I woke to another new year and another year in the books. Another year of the same old same old. As a fellow blogger put it, it was another year having the same adventure over and over instead of a year of having a new adventure.
And so, as most people do, I started to think about what I wanted 2011 to bring. Not resolutions per se, since I’m not a big resolutions kinda gal, but more about what I hoped to accomplish this year. That’s the thing about January 1sts for me – they’re filled with such hope for the year ahead and/or sadness that the past year didn’t really go as I hoped.
As readers of this blog, you know the story: Chuck and I decided that afternoon to move. Late January we flew back to Kona and Maui to see if we really wanted to move to either. We decided sometime in February to move to Kona, sold the house, sold 1/2 our stuff, stored the rest and moved to Kona in June 2011.
And so this January 1st, I woke to a whole new life in a whole new place and a whole new appreciation and love of life.
I can’t even begin to describe the fulfillment I felt starting this year. That we had done what we dreamed of doing. And not only that, but we loved our new life. It was one of the best decisions I/we ever made. And the reality was even better than I ever imagined.
Doing what we did seems easy now even though at the time it seemed like a big undertaking and very scary. It makes me wonder why we didn’t do it sooner or why more people don’t go live their dreams.

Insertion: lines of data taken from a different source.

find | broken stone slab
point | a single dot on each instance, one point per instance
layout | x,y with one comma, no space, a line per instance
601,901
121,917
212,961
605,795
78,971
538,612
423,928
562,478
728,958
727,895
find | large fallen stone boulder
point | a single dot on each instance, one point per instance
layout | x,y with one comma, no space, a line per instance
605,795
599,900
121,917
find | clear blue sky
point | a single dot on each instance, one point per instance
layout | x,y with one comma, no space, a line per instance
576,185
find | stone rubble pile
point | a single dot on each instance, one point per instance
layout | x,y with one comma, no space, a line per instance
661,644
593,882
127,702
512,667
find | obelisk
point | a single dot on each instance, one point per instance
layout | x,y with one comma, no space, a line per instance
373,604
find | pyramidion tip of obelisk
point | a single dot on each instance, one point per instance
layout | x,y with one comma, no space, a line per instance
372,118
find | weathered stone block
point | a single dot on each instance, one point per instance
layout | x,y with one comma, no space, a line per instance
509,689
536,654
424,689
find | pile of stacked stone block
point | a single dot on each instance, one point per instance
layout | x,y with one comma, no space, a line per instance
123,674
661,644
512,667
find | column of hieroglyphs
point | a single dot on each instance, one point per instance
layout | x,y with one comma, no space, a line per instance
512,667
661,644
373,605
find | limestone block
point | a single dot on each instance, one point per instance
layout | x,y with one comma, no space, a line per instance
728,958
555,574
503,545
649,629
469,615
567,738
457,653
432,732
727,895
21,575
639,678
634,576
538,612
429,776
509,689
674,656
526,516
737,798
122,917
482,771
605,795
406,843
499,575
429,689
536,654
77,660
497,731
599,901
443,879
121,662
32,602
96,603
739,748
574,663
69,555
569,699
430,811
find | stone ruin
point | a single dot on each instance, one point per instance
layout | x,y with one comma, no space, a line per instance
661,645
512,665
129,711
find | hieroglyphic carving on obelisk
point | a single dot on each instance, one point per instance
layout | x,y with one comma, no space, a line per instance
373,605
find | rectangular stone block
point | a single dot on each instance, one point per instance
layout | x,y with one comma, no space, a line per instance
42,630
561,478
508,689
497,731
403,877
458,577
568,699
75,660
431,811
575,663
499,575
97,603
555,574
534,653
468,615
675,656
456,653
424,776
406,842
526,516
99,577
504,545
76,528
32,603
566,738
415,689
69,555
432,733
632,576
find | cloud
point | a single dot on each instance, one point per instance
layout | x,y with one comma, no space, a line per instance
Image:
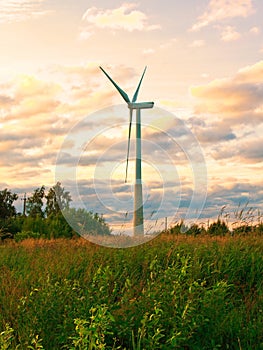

One thing that this past year has taught me is I am truly in the driver’s seat for this next year and frankly for the rest of my life. Instead of things happening to me and around me, I can make what I wanted to happen. I have control over more than I realized and I can set the course of my life much easier than I thought.
It sounds strange now, but I realize how passive I was in my life letting things happen to me instead of the other way around.
So this January 1st was a bit different. Instead of wondering what the year would hold and hoping to do this or that, I dreamed up what I wanted to make happen. I was able to think “where do I want to be sitting this time next year?”. Not just literally where, but who did I want to be and what did I want to do this year.
I have a few focuses for the year ahead which maybe I’ll share at a later date. And I have a motto for the year too: “Have fun and grow” which for me means learning, doing and experiencing what the world has to offer. And to get the ball rolling, Chuck & I have already started sailing lessons.
What is your dream for the next year? If you could choose what your life looked liked January 1, 2013, what would it look like and who would you be?